LaminDB: Manage data & analyses#
Curate, store, track, query, integrate, and learn from biological data.
Modular configurable data & analysis platform for hybrid R&D organizations to
query low- and high-dimensional data by biological entities ⸻ organize data in the hypothesis space
query data by provenance (users, notebooks, pipelines, instruments, etc.) ⸻ track it all
share data within and across organizations in an interoperable, reusable way ⸻ no cleaning anymore
with
an intuitive API to connect data and analytics infrastructure
zero lock-in danger due to an open-source & multi-cloud stack
a tool to easily manage schema module migrations in a changing R&D environment
support for learning from data across measured → relevant → derived features
support for fast-paced iterations and “development data” through data versioning, quality & integrity flags
LaminDB is a distributed data management system similar to how git is a distributed version control system.
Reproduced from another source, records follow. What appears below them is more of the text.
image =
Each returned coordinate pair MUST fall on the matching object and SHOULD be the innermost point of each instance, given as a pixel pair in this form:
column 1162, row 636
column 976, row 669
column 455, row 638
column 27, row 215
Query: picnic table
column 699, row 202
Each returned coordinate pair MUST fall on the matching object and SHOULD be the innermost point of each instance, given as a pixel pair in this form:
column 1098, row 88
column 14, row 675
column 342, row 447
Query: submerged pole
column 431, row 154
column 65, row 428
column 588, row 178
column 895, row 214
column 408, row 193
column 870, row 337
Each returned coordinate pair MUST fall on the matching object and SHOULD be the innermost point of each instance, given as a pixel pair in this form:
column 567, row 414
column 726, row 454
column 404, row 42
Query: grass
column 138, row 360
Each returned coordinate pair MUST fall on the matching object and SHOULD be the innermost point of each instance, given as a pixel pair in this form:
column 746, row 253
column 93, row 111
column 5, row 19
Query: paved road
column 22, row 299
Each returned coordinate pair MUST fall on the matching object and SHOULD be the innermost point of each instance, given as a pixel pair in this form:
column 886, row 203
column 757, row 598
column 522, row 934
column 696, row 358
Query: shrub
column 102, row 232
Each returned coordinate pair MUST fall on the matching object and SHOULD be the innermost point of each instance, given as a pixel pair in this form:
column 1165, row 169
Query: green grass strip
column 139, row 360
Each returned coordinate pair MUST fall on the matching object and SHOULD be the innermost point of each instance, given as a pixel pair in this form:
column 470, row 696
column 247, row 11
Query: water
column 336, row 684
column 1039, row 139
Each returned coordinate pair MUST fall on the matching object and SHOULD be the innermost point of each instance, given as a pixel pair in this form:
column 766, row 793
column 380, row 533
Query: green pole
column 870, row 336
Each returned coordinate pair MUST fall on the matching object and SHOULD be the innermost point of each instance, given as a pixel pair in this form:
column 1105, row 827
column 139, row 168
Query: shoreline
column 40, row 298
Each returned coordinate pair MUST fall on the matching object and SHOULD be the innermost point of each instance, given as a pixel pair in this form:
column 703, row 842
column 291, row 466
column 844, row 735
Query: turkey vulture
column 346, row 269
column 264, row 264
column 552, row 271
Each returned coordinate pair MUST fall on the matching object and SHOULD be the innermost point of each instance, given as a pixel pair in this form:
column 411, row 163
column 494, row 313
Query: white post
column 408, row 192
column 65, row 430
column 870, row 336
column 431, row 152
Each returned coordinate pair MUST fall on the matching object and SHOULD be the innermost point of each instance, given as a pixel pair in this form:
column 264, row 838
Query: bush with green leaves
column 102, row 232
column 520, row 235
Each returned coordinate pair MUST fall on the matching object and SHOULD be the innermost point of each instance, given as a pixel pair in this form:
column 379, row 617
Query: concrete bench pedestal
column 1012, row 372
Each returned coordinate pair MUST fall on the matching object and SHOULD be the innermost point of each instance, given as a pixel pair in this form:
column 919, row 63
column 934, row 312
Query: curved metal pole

Each LaminDB instance is a data warehouse with storage (local directory, S3, GCP, Azure) and a SQL database (SQLite, Postgres, BigQuery) for querying it.
Install:
pip install lamindb
Get started:
Tutorials walk you through setup and usage of the platform.
Explore real-world examples.
Browse the API reference.
If you get stuck, see guides for edge cases & errors.
References:
See lamin.ai/docs for an overview of associated open-source modules.
Reach out to learn about modules that connect your assays, pipelines, instruments & workflows within our data platform enterprise offer.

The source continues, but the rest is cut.